I wonder if this can be done for multivariate distributions though (or if it even makes sense to do so)? What do you say, @luke14free?

luke14free commented 4 years ago

Yes, static methods for the win here. I am not sure how useful it would be to have this on multivariate distributions (there might be usecases but they don't pop out immediately in my head). My point was having to avoid recomputing simple transformation all times (I managed to introduce a couple of stupid bugs by transcribing the wrong transformations from paper to code in the past).

Maybe it would make sense to have it for multivariate like Dirichlet and Multinomials, while the most used ones like Multivariate Gaussians and T-student are already express in terms of mean/scale.

lucianopaz commented 4 years ago

We plan to allow a single parametrization in the each distribution instance's initialization function.

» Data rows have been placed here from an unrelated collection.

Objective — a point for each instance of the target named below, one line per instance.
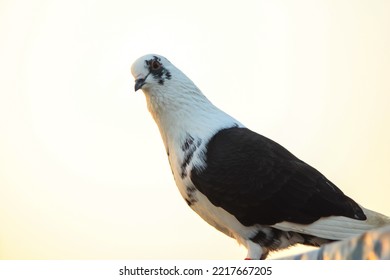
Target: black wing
(260, 182)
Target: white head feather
(175, 102)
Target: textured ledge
(372, 245)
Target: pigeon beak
(139, 84)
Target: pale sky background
(83, 171)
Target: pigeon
(240, 182)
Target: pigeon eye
(155, 65)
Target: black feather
(260, 182)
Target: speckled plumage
(244, 184)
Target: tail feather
(338, 227)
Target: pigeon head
(151, 71)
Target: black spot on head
(187, 143)
(157, 69)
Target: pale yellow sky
(83, 172)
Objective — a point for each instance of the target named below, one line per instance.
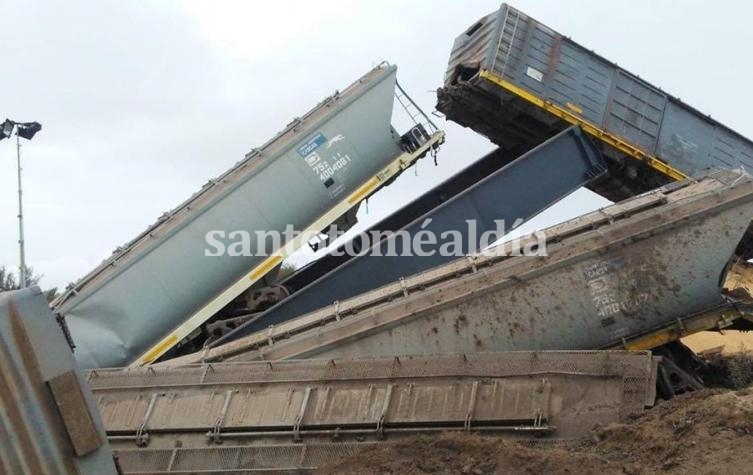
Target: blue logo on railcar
(312, 144)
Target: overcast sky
(142, 102)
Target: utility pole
(22, 266)
(25, 130)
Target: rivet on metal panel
(471, 407)
(383, 413)
(337, 310)
(472, 262)
(215, 434)
(207, 368)
(301, 413)
(173, 456)
(142, 437)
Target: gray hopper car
(517, 81)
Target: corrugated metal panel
(134, 300)
(48, 418)
(527, 57)
(609, 276)
(531, 393)
(527, 181)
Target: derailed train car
(159, 289)
(517, 81)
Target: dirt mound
(709, 431)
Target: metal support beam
(519, 190)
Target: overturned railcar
(159, 289)
(517, 81)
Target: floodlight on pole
(27, 130)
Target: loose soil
(706, 432)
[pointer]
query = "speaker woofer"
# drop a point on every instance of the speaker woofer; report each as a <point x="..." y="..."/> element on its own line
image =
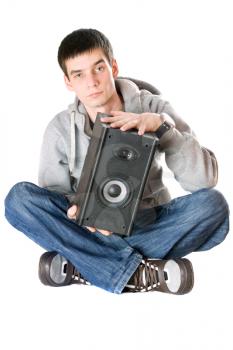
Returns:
<point x="115" y="191"/>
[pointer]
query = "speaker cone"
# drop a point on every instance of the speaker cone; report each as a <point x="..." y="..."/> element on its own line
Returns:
<point x="115" y="191"/>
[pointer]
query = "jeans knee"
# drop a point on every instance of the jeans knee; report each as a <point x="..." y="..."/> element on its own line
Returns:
<point x="214" y="201"/>
<point x="17" y="194"/>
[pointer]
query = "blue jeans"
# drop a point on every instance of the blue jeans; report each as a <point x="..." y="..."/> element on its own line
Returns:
<point x="195" y="222"/>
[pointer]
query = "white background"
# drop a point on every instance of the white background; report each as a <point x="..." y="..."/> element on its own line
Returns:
<point x="185" y="49"/>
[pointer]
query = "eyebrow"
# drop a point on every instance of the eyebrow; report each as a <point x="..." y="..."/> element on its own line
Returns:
<point x="80" y="70"/>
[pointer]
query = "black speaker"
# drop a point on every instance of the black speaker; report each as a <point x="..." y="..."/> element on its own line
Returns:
<point x="113" y="177"/>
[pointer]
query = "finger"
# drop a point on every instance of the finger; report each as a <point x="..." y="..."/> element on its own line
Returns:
<point x="141" y="129"/>
<point x="105" y="232"/>
<point x="91" y="229"/>
<point x="131" y="124"/>
<point x="121" y="113"/>
<point x="72" y="211"/>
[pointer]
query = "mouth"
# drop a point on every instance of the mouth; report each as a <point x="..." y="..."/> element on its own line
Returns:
<point x="95" y="94"/>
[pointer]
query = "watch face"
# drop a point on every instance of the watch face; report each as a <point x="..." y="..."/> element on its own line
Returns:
<point x="162" y="129"/>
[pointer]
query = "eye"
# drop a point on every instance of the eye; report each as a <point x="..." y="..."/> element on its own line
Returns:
<point x="100" y="69"/>
<point x="78" y="75"/>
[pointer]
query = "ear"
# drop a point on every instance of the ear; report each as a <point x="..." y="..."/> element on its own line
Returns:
<point x="68" y="83"/>
<point x="115" y="69"/>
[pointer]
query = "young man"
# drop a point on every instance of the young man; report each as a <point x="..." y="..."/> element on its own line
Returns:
<point x="165" y="230"/>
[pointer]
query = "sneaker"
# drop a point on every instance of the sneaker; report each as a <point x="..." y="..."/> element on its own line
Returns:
<point x="168" y="276"/>
<point x="57" y="271"/>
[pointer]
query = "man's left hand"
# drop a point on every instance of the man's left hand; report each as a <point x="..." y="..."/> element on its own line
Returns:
<point x="145" y="122"/>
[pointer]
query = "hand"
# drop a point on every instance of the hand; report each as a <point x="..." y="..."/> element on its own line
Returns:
<point x="72" y="213"/>
<point x="145" y="122"/>
<point x="104" y="232"/>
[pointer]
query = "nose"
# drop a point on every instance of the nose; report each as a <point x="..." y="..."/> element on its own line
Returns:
<point x="92" y="81"/>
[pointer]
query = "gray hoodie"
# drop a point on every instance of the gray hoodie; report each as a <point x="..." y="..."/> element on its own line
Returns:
<point x="67" y="137"/>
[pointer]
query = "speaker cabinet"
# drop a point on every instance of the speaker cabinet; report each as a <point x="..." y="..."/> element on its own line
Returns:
<point x="113" y="177"/>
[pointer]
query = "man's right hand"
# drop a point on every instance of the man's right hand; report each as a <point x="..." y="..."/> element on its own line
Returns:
<point x="72" y="213"/>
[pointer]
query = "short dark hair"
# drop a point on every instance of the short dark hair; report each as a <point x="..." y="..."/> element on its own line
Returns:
<point x="80" y="41"/>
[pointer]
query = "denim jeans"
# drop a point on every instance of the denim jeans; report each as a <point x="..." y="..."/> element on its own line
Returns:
<point x="195" y="222"/>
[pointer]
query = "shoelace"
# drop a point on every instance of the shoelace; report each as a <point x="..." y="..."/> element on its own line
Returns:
<point x="78" y="278"/>
<point x="145" y="277"/>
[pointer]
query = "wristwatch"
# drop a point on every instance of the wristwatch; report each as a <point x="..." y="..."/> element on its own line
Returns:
<point x="164" y="127"/>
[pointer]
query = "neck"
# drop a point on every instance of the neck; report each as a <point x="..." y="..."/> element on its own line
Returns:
<point x="114" y="104"/>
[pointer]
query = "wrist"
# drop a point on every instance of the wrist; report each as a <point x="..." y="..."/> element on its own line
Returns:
<point x="166" y="123"/>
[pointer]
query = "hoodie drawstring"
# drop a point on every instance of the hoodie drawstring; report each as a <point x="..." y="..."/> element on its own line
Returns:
<point x="72" y="143"/>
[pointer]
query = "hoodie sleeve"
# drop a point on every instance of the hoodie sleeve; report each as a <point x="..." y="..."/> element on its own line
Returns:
<point x="193" y="165"/>
<point x="54" y="167"/>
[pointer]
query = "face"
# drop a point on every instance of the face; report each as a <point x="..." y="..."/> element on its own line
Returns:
<point x="91" y="77"/>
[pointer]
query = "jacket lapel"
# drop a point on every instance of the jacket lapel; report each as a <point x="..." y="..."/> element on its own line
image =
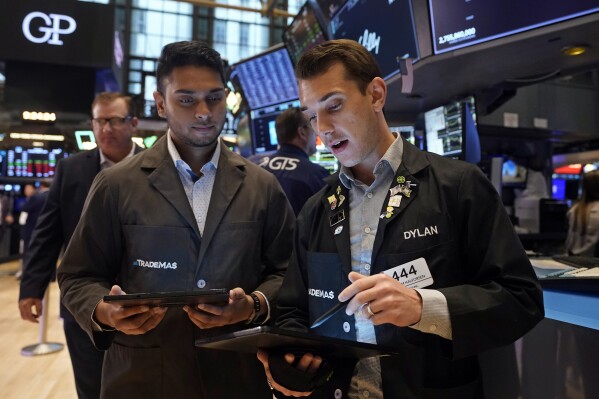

Pymc3 supported multiple parametrizations in __init__ (e.g. the Normal) and that made things harder to maintain. That being said, @luke14free, your idea of having a static factory method do this automatically is a perfectly valid approach. We just need to agree on the design here. I think that the simplest way to do this would be to implement these static methods in each distribution instance that needs them, but that would lead to essentially duplicate code in many places and would be harder to maintain. Maybe there could be some base classes that implement common reparametrizations (e.g. a normal's scale and precision) and have the appropriate classes inherit from these. I would like to hear what the others think. @twiecki, @junpenglao?

twiecki commented 4 years ago

Yeah, I like the static method approach. In PyMC3 we just supported multiple kwargs which didn't work terribly either, usually there are not more than 2 parameterizations. Any reason not to do that?